Reviews and Suggestions

Record Review: Atomic Swindlers – “Coming Out Electric” (Indie)

atomic_swindlers_2.jpgIt took me three listens to finally “get” the Atomic Swindlers and “Coming Out Electric” and that had more to do with my state of mind on the first two listens than any deficiencies in the quality of the record. After a glance at all the reviews quoted on the band’s website, the comparison with this CD and Ziggy Stardust-era David Bowie that most make is certainly appropriate. There is that spaced-out, ethereal vibe that is only enhanced by the singing of April Laragy but this is by no means a knockoff of “Diamond Dogs.” It certainly has its own charms and very distinctive feel as titles such as “Intergalactic Lesbian Love Song” and “Float (My Electric Stargirl)” will attest.

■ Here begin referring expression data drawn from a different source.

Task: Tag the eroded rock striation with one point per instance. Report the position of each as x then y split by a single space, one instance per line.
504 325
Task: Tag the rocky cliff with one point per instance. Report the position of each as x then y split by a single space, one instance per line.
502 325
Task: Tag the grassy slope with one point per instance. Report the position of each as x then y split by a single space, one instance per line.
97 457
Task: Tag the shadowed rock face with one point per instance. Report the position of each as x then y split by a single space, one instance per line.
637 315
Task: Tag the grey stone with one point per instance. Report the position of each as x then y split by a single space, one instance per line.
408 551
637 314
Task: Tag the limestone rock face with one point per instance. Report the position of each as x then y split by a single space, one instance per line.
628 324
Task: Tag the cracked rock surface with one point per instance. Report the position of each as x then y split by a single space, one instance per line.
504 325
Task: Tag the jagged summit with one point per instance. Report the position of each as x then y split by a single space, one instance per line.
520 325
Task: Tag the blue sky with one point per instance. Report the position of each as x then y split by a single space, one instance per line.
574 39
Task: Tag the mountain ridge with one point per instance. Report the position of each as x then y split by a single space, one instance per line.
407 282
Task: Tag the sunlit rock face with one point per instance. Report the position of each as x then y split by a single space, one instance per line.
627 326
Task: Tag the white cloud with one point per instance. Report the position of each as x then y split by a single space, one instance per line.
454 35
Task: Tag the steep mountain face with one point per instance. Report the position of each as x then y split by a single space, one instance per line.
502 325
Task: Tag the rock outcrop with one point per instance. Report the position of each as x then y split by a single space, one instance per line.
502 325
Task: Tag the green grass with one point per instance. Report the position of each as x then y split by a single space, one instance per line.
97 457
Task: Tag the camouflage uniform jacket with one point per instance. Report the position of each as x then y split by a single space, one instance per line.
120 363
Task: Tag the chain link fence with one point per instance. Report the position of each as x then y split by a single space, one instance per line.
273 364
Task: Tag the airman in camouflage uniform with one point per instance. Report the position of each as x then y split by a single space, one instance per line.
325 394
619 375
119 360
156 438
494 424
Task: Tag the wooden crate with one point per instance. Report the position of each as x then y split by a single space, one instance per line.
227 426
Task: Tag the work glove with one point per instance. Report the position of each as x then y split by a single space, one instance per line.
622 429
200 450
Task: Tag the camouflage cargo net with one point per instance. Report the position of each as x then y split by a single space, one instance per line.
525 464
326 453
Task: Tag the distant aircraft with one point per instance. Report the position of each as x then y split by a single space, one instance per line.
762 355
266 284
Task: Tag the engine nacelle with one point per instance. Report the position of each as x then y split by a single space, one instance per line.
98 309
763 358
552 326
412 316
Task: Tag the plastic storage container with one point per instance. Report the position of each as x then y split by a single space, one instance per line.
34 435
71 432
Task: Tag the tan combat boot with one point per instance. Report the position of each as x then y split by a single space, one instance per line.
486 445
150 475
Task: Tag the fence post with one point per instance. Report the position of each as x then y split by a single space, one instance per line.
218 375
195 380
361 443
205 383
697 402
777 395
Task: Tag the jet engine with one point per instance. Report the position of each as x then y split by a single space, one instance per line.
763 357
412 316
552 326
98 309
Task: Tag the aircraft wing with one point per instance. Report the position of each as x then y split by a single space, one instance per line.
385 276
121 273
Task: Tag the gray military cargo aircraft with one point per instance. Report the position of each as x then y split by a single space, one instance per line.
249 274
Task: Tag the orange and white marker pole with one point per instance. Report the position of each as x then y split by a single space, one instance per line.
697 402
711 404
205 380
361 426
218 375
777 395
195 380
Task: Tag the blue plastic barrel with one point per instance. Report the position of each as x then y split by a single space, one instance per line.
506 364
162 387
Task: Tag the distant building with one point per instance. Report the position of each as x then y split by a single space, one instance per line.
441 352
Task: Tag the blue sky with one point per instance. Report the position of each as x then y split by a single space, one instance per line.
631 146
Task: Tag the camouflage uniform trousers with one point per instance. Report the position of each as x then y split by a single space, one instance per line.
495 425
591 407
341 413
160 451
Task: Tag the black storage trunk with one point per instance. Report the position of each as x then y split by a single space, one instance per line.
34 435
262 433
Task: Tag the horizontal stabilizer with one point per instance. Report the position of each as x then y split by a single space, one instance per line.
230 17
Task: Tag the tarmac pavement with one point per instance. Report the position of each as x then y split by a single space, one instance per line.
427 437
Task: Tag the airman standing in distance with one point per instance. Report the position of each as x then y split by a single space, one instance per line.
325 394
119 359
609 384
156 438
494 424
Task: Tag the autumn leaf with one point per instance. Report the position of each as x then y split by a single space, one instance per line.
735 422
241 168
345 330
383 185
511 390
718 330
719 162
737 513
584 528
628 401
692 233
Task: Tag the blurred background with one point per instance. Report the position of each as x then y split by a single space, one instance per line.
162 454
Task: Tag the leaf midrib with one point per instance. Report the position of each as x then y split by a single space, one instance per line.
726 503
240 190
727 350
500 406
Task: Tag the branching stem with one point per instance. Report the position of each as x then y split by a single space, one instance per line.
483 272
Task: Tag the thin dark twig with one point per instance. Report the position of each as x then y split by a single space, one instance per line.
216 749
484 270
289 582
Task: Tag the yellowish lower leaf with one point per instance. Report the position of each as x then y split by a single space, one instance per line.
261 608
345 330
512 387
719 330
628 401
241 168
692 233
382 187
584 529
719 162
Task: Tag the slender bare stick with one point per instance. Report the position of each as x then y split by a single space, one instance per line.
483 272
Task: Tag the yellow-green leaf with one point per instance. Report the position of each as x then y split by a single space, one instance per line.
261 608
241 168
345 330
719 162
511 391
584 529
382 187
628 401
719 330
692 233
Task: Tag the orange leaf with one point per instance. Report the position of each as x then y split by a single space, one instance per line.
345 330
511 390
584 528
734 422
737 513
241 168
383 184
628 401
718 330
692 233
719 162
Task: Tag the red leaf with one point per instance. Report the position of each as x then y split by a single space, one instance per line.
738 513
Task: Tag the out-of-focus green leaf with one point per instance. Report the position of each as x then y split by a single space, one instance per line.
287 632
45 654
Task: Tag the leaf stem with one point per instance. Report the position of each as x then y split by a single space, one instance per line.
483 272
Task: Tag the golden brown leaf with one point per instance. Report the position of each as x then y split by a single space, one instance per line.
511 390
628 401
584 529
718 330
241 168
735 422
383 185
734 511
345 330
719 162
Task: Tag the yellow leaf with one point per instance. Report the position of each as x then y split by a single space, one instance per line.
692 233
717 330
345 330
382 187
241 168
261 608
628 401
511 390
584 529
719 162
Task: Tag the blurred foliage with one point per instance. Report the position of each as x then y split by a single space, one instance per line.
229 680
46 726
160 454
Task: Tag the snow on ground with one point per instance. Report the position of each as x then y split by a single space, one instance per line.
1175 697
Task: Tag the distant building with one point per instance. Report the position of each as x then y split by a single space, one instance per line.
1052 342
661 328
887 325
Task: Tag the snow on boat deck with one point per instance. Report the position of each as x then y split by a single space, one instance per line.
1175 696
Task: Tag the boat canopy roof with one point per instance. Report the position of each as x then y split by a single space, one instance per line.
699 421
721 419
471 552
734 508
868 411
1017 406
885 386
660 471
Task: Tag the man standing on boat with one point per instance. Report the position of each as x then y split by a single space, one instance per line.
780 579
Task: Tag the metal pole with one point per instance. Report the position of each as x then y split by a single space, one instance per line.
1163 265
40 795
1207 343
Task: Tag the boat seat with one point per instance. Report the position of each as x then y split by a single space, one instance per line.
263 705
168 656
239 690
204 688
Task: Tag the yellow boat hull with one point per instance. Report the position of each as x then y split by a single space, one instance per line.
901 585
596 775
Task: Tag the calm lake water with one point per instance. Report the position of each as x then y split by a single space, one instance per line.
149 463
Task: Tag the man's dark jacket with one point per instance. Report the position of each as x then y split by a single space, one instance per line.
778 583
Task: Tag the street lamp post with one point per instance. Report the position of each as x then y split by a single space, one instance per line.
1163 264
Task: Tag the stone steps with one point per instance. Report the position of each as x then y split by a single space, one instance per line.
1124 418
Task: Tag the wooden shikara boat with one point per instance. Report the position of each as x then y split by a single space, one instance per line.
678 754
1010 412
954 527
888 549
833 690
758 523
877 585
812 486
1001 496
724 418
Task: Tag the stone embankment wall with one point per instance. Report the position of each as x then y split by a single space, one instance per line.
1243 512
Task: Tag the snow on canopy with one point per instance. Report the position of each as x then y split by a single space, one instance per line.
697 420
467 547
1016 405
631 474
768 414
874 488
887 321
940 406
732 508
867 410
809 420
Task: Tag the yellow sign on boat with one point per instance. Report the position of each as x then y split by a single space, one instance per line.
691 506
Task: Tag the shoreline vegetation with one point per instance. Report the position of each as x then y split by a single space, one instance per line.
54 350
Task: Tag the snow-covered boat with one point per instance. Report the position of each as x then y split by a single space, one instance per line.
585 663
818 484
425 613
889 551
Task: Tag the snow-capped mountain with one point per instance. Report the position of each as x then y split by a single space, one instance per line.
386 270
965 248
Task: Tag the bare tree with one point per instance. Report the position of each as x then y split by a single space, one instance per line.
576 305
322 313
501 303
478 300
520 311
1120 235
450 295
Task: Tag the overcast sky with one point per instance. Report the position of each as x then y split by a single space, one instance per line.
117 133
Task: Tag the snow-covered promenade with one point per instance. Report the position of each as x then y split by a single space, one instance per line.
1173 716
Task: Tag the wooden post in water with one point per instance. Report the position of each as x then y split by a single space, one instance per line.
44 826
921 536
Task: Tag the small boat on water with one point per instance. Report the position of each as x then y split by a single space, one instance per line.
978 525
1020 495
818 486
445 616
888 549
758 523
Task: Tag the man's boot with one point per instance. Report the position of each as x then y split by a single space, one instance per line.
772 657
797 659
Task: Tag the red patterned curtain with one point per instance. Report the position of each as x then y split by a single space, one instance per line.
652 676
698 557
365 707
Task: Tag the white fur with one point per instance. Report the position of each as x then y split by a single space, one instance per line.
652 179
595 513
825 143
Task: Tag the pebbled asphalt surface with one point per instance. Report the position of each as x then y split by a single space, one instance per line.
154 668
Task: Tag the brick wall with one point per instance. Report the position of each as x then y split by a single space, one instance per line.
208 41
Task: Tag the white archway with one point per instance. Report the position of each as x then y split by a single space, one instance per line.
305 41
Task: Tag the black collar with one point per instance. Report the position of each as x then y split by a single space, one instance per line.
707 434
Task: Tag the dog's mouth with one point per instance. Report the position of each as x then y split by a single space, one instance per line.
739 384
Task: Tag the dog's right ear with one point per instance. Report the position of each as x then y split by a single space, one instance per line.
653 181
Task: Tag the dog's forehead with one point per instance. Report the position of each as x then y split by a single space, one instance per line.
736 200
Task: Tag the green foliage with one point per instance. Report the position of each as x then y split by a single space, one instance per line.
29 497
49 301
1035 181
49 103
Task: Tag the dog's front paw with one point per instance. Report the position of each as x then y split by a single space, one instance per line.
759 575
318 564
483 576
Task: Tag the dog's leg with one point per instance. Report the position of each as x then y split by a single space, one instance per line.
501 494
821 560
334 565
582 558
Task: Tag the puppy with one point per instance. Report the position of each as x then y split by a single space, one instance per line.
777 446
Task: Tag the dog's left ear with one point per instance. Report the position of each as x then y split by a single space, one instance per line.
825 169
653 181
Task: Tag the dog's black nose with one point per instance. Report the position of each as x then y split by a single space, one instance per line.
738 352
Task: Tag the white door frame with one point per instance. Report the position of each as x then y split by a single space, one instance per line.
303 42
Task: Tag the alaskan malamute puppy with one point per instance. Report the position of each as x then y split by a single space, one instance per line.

In this day and age of disposal 99 cent singles on iTunes it is nice to find an album that benefits from a listen from beginning to end. Not that this record has some kind of thematic constant running through-out but it seems to drift from dreamy space pop to raunchy glam rock as though your were listening to a truly other-worldly yet very hip radio station. Even the production sounds like early 70s glam and you would swear that you could hear the echoes of Lou Reed and Mick Ronson such does that influence bubble under the surface.

Released in 2004, I suspect that the Swindlers have been slowly but steadily percolating through the musical underground as the dates of a lot of their reviews from 2006 would attest. Be that as it may, this is very cool and raunchy rock and roll with a heavy dollop of sexuality mixed in with those razor-sharp guitar riffs. Different and yet somewhat familiar, the Atomic Swindlers have managed to both evoke an era and stake their claim to their own branch of rock and roll in the early 21st century. And with lines like “I like the way your name feels in my mouth” (from “Sex66” a wonderfully crunchy glam-rock masterpiece) this band aims for the surreal sense-surround sound of a type of rock and roll that is increasingly difficult to find. That they pull it off with such a sense of casual disinterest and yet impeccable production and musical chops is a testament to how good this CD really is. Another one for the Rock and Roll Report Radio play list.